By Allieu Sahid Tunkara
The Deputy speaker of parliament has defended parliament’s decision to refer the controversial Technical Audit Report to the Anti-corruption Commission for expert opinion.
Solomon Sengepoh Thomas, MP, cited constitutional provisions which he said conferred powers on Public Accounts Committee (PAC) to conduct investigations into documents submitted to it by the Audit Service Sierra Leone. However, the same law, he noted, did not limit the PAC in their mode of investigation.
“The committee is at liberty to invite experts to help us in the investigation and submit recommendations to the plenary,” he stated at a press conference held in the conference hall of the office of the Deputy Speaker on Wednesday.
Hon.

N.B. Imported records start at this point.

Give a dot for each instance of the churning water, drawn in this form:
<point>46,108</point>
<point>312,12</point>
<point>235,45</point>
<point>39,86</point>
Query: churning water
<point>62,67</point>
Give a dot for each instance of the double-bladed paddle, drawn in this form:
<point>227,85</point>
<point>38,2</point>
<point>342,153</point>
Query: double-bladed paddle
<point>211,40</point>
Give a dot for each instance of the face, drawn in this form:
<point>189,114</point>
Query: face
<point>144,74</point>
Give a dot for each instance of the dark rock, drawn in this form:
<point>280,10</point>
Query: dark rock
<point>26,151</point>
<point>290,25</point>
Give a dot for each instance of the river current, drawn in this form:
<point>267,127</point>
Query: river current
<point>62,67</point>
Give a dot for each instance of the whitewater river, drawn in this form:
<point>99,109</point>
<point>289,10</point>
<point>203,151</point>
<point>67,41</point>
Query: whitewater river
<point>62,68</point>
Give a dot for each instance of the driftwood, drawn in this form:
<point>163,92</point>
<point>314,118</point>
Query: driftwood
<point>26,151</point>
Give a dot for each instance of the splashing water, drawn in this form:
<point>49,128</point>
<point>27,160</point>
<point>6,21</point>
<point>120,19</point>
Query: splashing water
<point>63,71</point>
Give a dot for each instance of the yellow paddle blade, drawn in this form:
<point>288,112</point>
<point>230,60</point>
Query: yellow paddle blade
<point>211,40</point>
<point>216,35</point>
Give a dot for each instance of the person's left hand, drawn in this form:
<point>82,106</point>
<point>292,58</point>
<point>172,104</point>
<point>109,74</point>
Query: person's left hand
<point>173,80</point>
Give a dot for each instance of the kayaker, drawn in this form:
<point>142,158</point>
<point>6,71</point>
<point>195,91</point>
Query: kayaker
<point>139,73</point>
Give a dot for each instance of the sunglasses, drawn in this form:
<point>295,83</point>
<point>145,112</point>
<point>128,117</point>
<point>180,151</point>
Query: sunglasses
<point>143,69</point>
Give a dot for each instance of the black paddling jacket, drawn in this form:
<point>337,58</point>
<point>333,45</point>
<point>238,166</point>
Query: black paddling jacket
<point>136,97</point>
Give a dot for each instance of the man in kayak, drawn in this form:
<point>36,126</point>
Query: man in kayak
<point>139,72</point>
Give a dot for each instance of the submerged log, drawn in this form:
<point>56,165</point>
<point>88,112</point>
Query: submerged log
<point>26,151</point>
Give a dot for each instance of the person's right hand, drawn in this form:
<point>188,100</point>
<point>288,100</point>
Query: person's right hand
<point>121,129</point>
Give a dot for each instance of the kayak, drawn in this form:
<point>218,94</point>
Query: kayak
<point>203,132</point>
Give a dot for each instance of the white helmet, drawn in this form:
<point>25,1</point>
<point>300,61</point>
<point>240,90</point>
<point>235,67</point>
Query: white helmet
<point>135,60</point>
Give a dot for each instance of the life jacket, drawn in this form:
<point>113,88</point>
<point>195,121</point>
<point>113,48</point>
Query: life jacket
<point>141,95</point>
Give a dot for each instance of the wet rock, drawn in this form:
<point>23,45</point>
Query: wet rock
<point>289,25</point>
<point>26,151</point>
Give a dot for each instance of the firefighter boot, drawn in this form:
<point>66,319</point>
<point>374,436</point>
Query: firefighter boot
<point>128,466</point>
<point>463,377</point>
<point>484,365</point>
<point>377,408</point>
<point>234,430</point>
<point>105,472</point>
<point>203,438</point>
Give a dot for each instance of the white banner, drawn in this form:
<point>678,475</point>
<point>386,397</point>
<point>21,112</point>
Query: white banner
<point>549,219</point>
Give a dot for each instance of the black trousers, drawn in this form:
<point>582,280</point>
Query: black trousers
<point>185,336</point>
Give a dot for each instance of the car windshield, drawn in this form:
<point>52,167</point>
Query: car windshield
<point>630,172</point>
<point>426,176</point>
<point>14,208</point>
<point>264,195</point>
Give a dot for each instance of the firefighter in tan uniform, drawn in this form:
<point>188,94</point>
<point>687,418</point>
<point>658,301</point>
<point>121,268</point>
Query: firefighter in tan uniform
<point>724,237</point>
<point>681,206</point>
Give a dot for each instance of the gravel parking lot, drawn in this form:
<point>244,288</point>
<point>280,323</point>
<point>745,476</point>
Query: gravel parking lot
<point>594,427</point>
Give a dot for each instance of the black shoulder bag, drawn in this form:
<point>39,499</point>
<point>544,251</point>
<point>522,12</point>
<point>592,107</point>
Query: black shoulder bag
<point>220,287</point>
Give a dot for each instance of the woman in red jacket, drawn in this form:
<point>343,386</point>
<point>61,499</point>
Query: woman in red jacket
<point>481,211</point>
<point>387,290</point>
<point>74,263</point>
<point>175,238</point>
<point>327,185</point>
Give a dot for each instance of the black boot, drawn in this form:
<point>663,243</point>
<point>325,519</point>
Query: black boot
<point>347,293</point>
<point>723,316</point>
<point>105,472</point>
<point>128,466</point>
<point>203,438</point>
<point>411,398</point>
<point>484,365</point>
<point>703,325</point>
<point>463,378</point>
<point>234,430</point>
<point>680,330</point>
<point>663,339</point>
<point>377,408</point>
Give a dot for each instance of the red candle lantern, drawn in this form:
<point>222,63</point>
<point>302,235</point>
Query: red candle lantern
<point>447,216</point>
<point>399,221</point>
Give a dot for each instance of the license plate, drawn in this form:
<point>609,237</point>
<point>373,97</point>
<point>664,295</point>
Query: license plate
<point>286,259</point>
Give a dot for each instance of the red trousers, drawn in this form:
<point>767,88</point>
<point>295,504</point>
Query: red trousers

Thomas, who is the Chairman of the PAC, alluded to several instances when some members of the public have alleged that documents of this nature might have been watered down when they reached parliament.
“It is in this direction that the committee allowed other agencies to come on board and help to investigate the issues raised in the report,” the Deputy speaker said.
The Technical Audit Report was authored by Audit Service Sierra Leone and laid before PAC for public hearing as the law demands.
It was a forensic audit conducted last year by a team of local and international auditors and it revealed that Sierra Leone lost US$1.036 billion in the last three years of the Ernest Bai Koroma administration to fraud and mismanagement by public officials. It was carried out on four sectors: telecommunications, civil works, energy and social security, and covering a period between 2016 and 2018.
The report has been topical and generated debates among the public, especially after the parliament criticized the decision of the Auditor General’s Office to release the report through the Ministry of Finance before presenting it to the Parliament.
Hon. Thomas informed journalists that the public has expressed divided opinions on the report noting that while some said it’s authentic, others said the report was riddled with errors and therefore “incorrect.”
Considering the operations of parliament, the Deputy Speaker said, the PAC would have to take its time to complete its work.
“At every session of parliament, the mandate of other members of the committee ends and new members come in except me as chairman and permanent member that have right to run commentary of the report,” he said.
It is against this backdrop, the deputy speaker went on, that the committee resolved to seek the intervention of other agencies of the state including the Anti- Corruption Commission to expedite the investigation of the report.
“At the end of their investigation, they submit to PAC the ACC findings which we will translate into a comprehensive report for the plenary committee in parliament,” he added.
Hon. Thomas then assured the public that parliament would no longer use its authority to silence other agencies of the state on issues of public importance, saying: “it is a disservice to the state.”